During the question period in the House of Commons on March 9, Winnipeg Centre NDP MP Leah Gazan asked Indigenous Services Minister Marc Miller if he was on the Cabinet Committee regarding the federal response to the coronavirus disease (COVID-19). Gazan called back to the government’s failings during H1N1, and the need for Indigenous peoples to be included in the government’s processes of addressing the pandemic and providing emergency aid. There are no Indigenous people on the committee, and at the time of Gazan’s question, the Indigenous Services Minister was only an alternate member. Since this interaction, after a teleconference with Indigenous leaders and Prime Minister Trudeau, Miller has joined the committee as a full member. However, there have been no official consultations with Indigenous leaders to create plans to provide adequate healthcare and resources to Indigenous communities and reserves. The government promises to “engage with First Nations and Inuit communities to support access to health services that are comparable to that of other Canadians,” but no direct or specific outcomes of this promise have been seen. 

As Canadian cases of COVID-19 increase, many Indigenous leaders and politicians are expressing their concerns that some reserves have not yet received hand sanitizer, gloves, or masks, greatly increasing the risk of the virus spreading within these smaller communities.

Some reserves are receiving only isolation tents, but in many cases these are not feasible or helpful, and are far from a universal solution. Additionally, according to federal officials, Inuit communities are not receiving tents.  For reserves in Northern Canada where tents are being provided, they are not habitable long-term, as they do not retain heat and cannot provide adequate shelter. Niki Ashton, NDP MP of Churchill-Keewatinook, a riding in Northern Manitoba, said of the tents, “You don’t put sick people in winter in a tent […] A tent in northern Manitoba’s climate for the next multiple months is basically the same as a body bag.”

The mobilization of the federal government to minimize the impact of COVID-19 is limited to helping select communities. $500 million of the government’s support for COVID-19 is going to provincial and territorial governments, but the major teleconference between Indigenous leaders and the Prime Minister on March 13 did not include Premiers. The $305 million in aid being promised to Indigenous communities has no clear allocation; the official COVID-19 committee has never mentioned it. Crucially we cannot let this new funding distract from the fact that in the initially proposed COVID-19 support budget, the Métis were not included.

In British Columbia, while members of the Wet’suwet’en Nation and those living at checkpoints on the land are being told to self-isolate, the RCMP is escorting pipeline workers back onto the construction sites, despite having no legal authority to be there. As stated in a Facebook post on the Wet’suwet’en Access Point on Gidimt’en Territory page, “Temporary workers and police from throughout the province come and go. Pipelines are stockpiled, while RCMP escort workers through Unist’ot’en, Gidimt’en and Lihkts’amisyu territory to clear the pipeline right of way.” In another post, they shared a photo of pipelines being stacked. These land protectors are being forced to choose between interacting with the police which puts them at risk of unlawful arrests and police brutality, as well as potentially being exposed to COVID-19 or not defending their land.

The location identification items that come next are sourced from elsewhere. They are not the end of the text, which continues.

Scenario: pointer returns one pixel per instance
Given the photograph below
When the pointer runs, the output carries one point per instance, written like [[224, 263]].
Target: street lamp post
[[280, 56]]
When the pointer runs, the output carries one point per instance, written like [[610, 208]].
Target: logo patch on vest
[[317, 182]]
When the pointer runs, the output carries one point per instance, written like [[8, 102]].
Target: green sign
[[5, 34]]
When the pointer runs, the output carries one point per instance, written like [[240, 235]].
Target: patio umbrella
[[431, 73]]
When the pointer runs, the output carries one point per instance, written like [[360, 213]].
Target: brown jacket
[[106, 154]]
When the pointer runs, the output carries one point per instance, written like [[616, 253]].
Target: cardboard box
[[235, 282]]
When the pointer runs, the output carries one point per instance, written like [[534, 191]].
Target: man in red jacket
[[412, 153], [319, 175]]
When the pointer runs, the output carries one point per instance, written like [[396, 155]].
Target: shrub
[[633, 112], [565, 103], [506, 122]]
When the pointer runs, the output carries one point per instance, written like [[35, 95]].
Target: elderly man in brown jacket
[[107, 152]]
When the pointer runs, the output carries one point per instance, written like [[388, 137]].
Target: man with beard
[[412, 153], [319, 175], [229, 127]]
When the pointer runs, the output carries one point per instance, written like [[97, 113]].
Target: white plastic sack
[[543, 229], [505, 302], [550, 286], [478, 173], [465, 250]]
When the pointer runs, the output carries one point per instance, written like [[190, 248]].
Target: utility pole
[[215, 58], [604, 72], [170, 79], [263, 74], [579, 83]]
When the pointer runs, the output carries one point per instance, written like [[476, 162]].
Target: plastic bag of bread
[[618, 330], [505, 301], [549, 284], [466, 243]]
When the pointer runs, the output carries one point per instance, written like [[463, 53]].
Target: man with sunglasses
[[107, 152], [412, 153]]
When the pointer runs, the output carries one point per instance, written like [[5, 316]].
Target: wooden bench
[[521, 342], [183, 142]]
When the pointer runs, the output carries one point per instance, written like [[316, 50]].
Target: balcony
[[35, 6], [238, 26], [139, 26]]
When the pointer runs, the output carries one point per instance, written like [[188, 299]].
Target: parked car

During COVID-19, while personal and community health concerns are important, the concerns of Indigenous communities are crucial and must receive equal attention from the government and the media. The government’s neglect cannot be ignored; they must be pressured to provide proper resources and assistance during a national health crisis. Call Minister of Indigenous Services Marc Miller and Minister of Indigenous Relations of Reconciliation Scott Fraser and demand that they implement clear communication with Indigenous leaders to meet the needs of their communities. It is crucial to call out eco-facism when we see it, and to support Indigenous land defenders by circulating information and assisting with online organization via social media, which is possible even under self-isolation.